How can I refresh a webpage using Puppeteer when it fails to load?

Emma_Galaxy · August 21, 2025, 10:15am

I’m working on a web scraping project and sometimes pages don’t load correctly. When this happens, I get errors trying to find elements on the page. I noticed that if I manually refresh the page in the browser, it works fine.

I tried using page.reload() but it’s not working as expected. Here’s my code:

for(const category of categories) {
    
    // Extract all product links from the page
    const productLinks = await page.$$eval('section.content > div.item-grid > article > header a.title-link', anchors => anchors.map(anchor => anchor.href));
    
    // Process each product link individually
    for (let productUrl of productLinks) {
        var index = counter++;
        try {
            await page.goto(productUrl);
            const productTitle = await page.$eval('header.product-title h1', element => element.innerText.trim());
            console.log('\n' + index);
            console.log(productTitle);
        } catch(error) {
            console.log('\n' + index);
            console.log('FAILED', error);
            await page.reload();
        }
    }
}

The error I’m getting looks like this:

FAILED Error: Error: failed to find element matching selector "header.product-title h1"
    at ElementHandle.$eval
    at process._tickCallback

Is there a better way to handle page reloading in Puppeteer when elements fail to load? The pages work when I refresh them manually, so I think there should be an automatic way to do this.

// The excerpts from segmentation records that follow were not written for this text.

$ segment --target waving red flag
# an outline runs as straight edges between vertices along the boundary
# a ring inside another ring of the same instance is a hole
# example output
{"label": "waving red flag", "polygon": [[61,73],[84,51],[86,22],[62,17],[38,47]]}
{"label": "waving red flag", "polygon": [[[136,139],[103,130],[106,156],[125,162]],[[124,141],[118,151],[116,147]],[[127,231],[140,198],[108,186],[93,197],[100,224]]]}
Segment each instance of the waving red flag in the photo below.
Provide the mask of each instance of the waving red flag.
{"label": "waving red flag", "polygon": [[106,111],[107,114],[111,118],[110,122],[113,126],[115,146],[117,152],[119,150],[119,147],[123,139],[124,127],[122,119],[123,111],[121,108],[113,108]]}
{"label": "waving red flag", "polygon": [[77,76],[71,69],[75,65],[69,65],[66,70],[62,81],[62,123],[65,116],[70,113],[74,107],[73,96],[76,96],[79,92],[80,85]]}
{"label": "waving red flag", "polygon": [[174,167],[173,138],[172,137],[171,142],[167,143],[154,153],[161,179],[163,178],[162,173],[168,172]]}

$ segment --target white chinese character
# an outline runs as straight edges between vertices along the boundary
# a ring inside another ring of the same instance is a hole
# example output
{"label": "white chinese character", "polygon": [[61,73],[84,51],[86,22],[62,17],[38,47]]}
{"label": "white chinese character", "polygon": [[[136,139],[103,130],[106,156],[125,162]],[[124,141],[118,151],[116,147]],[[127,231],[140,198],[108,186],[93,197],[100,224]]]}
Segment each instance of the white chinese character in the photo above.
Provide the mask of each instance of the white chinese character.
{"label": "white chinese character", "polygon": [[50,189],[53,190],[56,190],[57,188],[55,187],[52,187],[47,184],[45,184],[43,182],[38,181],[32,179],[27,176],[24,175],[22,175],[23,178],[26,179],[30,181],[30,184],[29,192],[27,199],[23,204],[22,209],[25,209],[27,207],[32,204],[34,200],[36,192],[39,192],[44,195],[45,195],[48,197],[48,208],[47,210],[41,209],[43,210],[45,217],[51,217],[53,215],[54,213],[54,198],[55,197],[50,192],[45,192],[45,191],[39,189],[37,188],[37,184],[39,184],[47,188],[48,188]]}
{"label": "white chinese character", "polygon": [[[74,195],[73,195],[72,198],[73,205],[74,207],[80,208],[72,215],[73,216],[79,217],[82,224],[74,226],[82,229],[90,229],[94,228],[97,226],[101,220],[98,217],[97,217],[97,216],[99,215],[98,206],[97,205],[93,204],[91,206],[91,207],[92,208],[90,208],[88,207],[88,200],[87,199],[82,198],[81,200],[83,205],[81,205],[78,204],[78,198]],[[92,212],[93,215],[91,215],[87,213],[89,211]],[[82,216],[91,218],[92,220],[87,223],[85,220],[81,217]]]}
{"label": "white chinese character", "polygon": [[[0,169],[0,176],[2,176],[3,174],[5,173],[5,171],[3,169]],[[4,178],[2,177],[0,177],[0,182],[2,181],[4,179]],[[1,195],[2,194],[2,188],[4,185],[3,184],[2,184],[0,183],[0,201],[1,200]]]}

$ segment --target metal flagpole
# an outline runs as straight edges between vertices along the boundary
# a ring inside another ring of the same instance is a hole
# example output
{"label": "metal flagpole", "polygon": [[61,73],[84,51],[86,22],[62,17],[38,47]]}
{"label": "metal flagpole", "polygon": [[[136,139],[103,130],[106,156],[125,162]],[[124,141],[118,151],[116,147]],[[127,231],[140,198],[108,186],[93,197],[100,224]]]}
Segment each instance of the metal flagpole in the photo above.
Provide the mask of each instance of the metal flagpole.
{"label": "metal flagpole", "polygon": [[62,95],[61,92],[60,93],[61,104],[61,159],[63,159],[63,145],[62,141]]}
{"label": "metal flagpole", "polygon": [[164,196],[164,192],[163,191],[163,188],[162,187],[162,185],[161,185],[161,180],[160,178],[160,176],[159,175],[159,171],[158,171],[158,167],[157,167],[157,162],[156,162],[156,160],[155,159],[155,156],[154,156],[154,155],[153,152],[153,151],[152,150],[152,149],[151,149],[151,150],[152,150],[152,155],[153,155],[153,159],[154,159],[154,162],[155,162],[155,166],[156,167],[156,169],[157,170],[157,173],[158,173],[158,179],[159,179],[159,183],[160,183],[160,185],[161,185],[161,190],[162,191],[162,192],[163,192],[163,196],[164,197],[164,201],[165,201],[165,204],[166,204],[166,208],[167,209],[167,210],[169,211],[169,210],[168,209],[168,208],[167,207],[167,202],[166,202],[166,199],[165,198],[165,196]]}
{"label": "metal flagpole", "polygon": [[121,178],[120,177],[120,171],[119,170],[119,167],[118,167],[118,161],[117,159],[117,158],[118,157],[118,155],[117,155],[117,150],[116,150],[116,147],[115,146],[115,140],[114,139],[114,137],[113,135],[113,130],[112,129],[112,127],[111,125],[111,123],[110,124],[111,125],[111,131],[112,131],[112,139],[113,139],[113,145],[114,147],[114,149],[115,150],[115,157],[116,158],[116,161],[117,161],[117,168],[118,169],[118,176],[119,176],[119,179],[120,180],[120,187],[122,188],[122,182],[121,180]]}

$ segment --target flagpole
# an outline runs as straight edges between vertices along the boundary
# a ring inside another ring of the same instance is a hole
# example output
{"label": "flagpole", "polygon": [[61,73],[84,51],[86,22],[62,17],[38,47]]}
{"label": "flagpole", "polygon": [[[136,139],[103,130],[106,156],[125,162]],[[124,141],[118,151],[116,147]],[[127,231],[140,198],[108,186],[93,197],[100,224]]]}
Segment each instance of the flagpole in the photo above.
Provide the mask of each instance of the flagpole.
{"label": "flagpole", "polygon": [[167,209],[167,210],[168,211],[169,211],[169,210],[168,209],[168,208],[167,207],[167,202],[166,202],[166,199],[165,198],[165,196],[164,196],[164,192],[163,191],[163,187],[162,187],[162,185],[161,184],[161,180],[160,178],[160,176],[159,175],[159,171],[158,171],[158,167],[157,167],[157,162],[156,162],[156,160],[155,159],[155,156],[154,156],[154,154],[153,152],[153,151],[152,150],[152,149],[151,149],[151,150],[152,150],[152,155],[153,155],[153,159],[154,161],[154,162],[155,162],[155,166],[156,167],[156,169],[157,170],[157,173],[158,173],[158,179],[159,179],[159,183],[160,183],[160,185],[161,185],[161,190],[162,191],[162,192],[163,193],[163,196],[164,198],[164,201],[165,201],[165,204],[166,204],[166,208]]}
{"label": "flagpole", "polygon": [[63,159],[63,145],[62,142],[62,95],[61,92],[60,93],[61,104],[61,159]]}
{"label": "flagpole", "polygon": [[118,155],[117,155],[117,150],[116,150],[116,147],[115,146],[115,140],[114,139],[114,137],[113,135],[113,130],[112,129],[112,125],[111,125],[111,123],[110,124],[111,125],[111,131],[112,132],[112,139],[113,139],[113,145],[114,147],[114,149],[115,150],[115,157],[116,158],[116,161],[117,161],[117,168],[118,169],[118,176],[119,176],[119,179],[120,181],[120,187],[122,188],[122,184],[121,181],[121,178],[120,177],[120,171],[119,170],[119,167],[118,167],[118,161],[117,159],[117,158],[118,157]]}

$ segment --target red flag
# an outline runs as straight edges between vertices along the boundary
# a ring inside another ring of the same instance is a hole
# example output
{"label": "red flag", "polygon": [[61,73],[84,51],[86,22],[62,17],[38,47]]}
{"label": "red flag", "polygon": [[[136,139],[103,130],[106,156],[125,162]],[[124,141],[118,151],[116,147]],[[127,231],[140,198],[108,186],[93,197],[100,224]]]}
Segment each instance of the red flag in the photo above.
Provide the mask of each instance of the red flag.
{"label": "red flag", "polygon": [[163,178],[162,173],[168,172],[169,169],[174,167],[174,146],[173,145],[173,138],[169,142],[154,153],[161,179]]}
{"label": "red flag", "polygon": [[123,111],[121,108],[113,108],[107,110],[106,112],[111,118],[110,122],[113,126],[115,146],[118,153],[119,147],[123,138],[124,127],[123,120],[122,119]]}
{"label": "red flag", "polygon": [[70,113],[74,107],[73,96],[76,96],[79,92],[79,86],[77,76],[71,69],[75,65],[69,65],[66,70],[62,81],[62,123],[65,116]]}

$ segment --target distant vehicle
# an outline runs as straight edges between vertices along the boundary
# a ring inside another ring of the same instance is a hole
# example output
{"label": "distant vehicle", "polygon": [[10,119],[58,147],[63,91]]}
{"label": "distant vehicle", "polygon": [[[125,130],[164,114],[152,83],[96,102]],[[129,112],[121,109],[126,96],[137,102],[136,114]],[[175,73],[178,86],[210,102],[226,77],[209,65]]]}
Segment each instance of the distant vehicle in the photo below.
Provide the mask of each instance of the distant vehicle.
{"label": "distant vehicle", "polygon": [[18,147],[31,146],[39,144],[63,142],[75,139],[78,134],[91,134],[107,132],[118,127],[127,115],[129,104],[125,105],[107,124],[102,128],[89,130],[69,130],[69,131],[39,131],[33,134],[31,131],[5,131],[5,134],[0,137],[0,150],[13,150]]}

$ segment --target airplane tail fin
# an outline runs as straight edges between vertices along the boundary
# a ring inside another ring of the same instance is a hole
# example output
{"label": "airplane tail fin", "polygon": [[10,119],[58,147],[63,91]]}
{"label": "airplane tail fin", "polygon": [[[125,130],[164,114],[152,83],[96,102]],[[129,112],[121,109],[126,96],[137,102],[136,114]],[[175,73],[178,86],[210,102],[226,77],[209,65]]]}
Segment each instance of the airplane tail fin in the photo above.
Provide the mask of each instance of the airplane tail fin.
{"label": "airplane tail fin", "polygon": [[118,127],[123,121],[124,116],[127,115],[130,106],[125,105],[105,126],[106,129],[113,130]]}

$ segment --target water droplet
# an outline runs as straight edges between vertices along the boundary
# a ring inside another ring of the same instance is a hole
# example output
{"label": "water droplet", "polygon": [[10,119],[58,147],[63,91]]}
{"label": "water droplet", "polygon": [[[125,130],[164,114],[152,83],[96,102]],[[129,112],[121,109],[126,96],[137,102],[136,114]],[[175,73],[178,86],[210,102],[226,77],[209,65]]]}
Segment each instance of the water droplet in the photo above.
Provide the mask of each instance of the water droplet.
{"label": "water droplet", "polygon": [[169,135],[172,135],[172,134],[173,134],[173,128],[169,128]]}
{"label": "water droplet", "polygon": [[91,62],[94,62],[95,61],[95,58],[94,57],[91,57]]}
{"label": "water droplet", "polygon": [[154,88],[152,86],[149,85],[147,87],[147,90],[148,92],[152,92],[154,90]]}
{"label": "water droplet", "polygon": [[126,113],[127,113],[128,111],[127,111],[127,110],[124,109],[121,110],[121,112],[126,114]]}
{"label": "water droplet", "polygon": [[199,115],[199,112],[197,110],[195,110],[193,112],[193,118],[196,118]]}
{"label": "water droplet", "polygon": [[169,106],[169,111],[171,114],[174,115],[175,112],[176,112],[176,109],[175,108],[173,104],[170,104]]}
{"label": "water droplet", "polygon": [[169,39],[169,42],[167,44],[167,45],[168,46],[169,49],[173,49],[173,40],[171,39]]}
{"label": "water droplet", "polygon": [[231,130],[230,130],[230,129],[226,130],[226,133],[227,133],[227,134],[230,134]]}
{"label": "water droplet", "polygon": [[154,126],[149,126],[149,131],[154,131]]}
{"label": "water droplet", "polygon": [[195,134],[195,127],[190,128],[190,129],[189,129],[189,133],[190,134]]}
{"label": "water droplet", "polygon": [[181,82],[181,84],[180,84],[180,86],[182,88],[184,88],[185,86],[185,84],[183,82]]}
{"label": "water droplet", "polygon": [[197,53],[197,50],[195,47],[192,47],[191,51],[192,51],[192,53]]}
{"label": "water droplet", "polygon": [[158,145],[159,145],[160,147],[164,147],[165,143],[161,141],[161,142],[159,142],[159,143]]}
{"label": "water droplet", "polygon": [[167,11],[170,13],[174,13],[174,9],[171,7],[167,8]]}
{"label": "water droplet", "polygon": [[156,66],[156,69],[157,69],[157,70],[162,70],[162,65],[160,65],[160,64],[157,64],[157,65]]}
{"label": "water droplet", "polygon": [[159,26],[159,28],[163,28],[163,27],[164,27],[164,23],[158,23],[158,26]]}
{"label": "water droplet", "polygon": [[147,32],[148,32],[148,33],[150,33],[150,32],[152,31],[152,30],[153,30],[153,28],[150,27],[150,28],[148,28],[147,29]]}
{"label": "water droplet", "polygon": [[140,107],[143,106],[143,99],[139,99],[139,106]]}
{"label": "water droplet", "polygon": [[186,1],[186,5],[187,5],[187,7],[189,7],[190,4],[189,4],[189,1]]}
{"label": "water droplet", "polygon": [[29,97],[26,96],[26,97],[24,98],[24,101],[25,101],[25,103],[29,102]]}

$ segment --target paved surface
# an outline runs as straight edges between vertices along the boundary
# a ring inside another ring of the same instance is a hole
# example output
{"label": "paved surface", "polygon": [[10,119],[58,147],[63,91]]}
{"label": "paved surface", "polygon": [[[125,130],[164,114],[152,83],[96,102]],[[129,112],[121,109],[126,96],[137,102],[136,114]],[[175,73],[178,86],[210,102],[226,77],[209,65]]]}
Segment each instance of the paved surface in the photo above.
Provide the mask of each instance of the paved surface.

Luna23 · September 1, 2025, 3:55am

add a wait after the reload - try await page.waitForTimeout(2000) or better yet await page.waitForSelector('header.product-title h1'). the page often needs extra time to fully load even after reload finishes.

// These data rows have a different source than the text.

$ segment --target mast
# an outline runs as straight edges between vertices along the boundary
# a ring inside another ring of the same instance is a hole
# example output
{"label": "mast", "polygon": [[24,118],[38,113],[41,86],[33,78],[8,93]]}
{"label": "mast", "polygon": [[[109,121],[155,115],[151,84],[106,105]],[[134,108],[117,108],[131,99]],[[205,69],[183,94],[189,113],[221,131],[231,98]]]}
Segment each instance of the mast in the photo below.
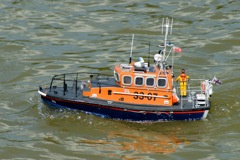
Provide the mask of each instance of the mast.
{"label": "mast", "polygon": [[167,36],[168,34],[172,34],[172,26],[173,26],[173,19],[163,18],[162,19],[162,34],[165,32],[165,37],[164,37],[164,44],[163,46],[160,45],[160,47],[163,47],[163,59],[166,60],[166,51],[167,51]]}
{"label": "mast", "polygon": [[132,35],[132,44],[131,44],[131,52],[130,52],[130,56],[129,56],[129,64],[132,62],[133,40],[134,40],[134,34]]}

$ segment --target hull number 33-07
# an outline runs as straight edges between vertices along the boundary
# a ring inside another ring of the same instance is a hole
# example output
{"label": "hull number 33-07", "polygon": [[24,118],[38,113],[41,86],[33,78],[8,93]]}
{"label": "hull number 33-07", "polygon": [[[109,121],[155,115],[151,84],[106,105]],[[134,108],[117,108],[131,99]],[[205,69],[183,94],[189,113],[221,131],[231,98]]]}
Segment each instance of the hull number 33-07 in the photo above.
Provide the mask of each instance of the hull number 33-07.
{"label": "hull number 33-07", "polygon": [[134,99],[140,99],[140,100],[143,100],[144,98],[146,98],[147,100],[156,100],[157,98],[157,93],[148,93],[147,95],[144,95],[143,92],[134,92],[135,96],[133,97]]}

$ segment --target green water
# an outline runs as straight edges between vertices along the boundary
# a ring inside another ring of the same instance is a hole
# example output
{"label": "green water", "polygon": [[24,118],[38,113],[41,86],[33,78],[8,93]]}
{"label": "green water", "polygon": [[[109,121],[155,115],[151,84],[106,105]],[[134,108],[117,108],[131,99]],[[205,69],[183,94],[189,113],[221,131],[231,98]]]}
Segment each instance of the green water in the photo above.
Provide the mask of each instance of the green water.
{"label": "green water", "polygon": [[[0,159],[239,159],[239,6],[223,0],[2,0]],[[171,40],[183,49],[175,71],[223,81],[214,88],[207,120],[139,124],[41,103],[38,86],[53,74],[112,74],[118,61],[128,62],[131,34],[162,38],[163,17],[174,19]]]}

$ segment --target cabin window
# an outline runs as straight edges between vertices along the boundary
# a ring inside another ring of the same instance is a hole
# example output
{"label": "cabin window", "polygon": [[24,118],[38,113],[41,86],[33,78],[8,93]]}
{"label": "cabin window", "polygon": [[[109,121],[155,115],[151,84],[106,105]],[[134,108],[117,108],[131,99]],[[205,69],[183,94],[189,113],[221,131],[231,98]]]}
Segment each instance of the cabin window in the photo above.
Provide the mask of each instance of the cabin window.
{"label": "cabin window", "polygon": [[125,85],[132,84],[132,77],[131,76],[123,76],[123,84],[125,84]]}
{"label": "cabin window", "polygon": [[114,78],[117,82],[120,81],[120,78],[119,78],[119,74],[117,72],[114,71]]}
{"label": "cabin window", "polygon": [[158,87],[164,88],[166,87],[167,81],[166,78],[159,78],[158,79]]}
{"label": "cabin window", "polygon": [[144,83],[143,77],[135,77],[136,86],[143,86],[143,83]]}
{"label": "cabin window", "polygon": [[154,86],[154,78],[147,77],[147,79],[146,79],[146,86],[153,87]]}

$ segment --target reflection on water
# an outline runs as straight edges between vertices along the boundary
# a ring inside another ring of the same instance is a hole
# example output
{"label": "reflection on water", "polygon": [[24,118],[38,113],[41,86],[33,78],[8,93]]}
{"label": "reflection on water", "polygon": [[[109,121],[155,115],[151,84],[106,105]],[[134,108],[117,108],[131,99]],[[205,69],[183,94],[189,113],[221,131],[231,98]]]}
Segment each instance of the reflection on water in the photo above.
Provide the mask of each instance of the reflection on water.
{"label": "reflection on water", "polygon": [[124,130],[122,133],[110,132],[104,140],[81,140],[80,143],[100,145],[100,150],[104,150],[104,152],[121,151],[133,152],[132,154],[168,154],[176,152],[179,145],[190,142],[177,139],[171,135]]}

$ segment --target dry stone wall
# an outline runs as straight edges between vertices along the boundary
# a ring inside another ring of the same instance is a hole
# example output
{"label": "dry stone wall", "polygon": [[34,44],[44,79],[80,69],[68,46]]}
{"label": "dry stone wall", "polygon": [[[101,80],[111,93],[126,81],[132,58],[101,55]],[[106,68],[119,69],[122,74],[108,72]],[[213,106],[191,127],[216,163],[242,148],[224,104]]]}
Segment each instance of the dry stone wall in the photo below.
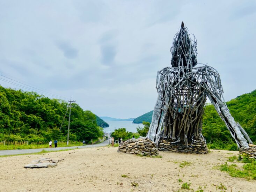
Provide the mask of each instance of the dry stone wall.
{"label": "dry stone wall", "polygon": [[131,139],[123,141],[118,147],[118,152],[139,154],[146,156],[156,156],[158,151],[154,142],[149,139]]}
{"label": "dry stone wall", "polygon": [[[250,145],[250,144],[249,144],[249,146]],[[256,160],[256,146],[252,146],[250,148],[246,149],[241,147],[240,148],[239,153],[242,155],[241,157],[242,158],[243,158],[242,156],[244,155],[248,156],[249,158],[254,158]]]}
{"label": "dry stone wall", "polygon": [[172,142],[171,139],[160,139],[158,142],[158,150],[183,153],[205,154],[208,153],[206,142],[201,139],[197,139],[192,143],[190,141],[188,143],[188,148],[184,142],[180,141],[172,143]]}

sofia_scribbles · August 30, 2025, 1:23pm

I’ve hit this same issue with production scrapers. The real problem isn’t reload timing - you’re being reactive instead of building resilience upfront.

I wrap my scraping logic in an automation pipeline. Skip the manual retry code and page reloads. Set up workflows that handle navigation fails, missing elements, and data extraction with built-in recovery.

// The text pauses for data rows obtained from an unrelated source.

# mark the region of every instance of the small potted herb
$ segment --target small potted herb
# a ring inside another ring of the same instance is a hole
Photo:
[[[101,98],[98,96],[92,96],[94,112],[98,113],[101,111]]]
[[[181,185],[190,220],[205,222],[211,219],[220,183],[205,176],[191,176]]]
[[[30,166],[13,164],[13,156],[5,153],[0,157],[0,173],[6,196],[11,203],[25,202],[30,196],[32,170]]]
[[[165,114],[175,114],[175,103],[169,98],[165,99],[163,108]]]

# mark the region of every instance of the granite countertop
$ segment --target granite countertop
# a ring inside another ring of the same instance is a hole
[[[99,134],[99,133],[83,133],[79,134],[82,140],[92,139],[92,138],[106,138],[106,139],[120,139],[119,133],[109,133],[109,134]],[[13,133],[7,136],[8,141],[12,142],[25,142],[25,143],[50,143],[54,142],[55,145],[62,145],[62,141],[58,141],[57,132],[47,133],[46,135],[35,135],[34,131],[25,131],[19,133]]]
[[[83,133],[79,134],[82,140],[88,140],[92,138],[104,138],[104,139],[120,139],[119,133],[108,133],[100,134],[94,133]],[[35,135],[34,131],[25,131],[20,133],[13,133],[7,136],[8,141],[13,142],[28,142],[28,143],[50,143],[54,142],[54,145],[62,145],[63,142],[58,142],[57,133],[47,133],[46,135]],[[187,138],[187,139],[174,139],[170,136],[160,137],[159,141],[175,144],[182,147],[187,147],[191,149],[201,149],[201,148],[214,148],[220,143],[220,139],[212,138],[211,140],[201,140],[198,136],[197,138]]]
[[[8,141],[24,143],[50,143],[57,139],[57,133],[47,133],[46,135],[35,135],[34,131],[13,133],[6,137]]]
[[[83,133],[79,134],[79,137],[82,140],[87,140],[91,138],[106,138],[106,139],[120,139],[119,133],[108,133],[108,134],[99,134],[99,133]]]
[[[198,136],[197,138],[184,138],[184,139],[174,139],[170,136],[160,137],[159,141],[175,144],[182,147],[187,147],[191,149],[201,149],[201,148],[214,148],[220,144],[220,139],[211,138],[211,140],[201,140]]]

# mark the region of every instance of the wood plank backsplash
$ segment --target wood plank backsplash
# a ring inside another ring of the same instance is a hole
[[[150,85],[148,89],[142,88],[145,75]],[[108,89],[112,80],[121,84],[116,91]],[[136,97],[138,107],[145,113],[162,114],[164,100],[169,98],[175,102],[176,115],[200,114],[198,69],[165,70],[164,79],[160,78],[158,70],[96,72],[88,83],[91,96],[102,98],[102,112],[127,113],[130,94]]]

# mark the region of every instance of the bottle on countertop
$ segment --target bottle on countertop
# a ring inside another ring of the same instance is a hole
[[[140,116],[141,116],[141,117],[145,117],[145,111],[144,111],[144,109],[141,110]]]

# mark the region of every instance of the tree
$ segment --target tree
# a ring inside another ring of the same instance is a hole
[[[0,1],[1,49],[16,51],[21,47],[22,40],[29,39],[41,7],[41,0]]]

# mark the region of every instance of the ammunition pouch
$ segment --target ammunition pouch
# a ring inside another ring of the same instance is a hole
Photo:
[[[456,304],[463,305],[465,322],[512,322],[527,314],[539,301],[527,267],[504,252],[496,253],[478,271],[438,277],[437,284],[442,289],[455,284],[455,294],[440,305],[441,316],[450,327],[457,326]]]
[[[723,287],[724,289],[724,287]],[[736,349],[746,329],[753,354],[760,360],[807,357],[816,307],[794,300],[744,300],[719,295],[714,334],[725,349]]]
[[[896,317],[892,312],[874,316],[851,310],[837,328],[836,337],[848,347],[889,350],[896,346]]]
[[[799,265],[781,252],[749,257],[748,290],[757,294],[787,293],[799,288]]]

The workflow watches each page load, catches missing elements automatically, and tries different strategies. Reload, wait for selectors, switch user agents - whatever works. No complex error handling needed.

This scales way better with hundreds of URLs. You get proper logging, failure tracking, plus alerts when sites consistently break.

Teams waste weeks on custom retry logic when they could automate the whole pipeline in hours. Let automation handle edge cases while you focus on extracting data.

Check out Latenode for resilient scraping workflows: https://latenode.com

ethant · August 28, 2025, 3:05pm

Try page.goto(productUrl, { waitUntil: 'domcontentloaded' }) instead of the default. Sometimes the DOM isn’t ready even after goto resolves. Also, wrap your selector in try-catch with a backup selector - the HTML structure might change between loads.

Isaac_Cosmos · August 28, 2025, 1:32am

The problem is page.reload() only reloads the current page, but you’re reloading after navigating to a product URL that didn’t load correctly. Instead of reloading, retry the navigation. Replace your catch block with await page.goto(productUrl, { waitUntil: 'networkidle2' }); then attempt to find the element again. The waitUntil option ensures the page fully loads before proceeding. Additionally, incorporate a retry counter to avoid infinite loops if a URL continually fails.

CreativePainter33 · August 27, 2025, 11:44pm

Your problem isn’t page failures - it’s timing. When page.goto() finishes, dynamic content might still be loading. I’ve had way better luck using exponential backoff with element waiting instead of reloading the page. Don’t catch the error and reload. Instead, wait for the specific element before trying to extract data. Use page.waitForSelector('header.product-title h1', { timeout: 10000 }) right after navigation. If that times out, retry with page.goto() again rather than page.reload(). I’ve scraped similar sites - the element probably loads via JavaScript after the DOM is ready. Add a small delay or check for loading indicators before selecting elements. This prevents most failures without any reload logic.

Tom_89Paint · August 27, 2025, 11:35pm

I’ve hit this same issue. A retry mechanism works way better than just reloading the page. Your catch block reloads but doesn’t retry the element selection - that’s the problem. Wrap your element extraction in a separate function with retry logic. Create a retry wrapper that runs page.$eval() multiple times with delays between attempts. Network timeouts and incomplete DOM rendering cause this constantly. Also check if the page actually loaded after page.goto() by verifying the response status before you try extracting elements. This approach has been way more reliable than reloading in my scraping projects.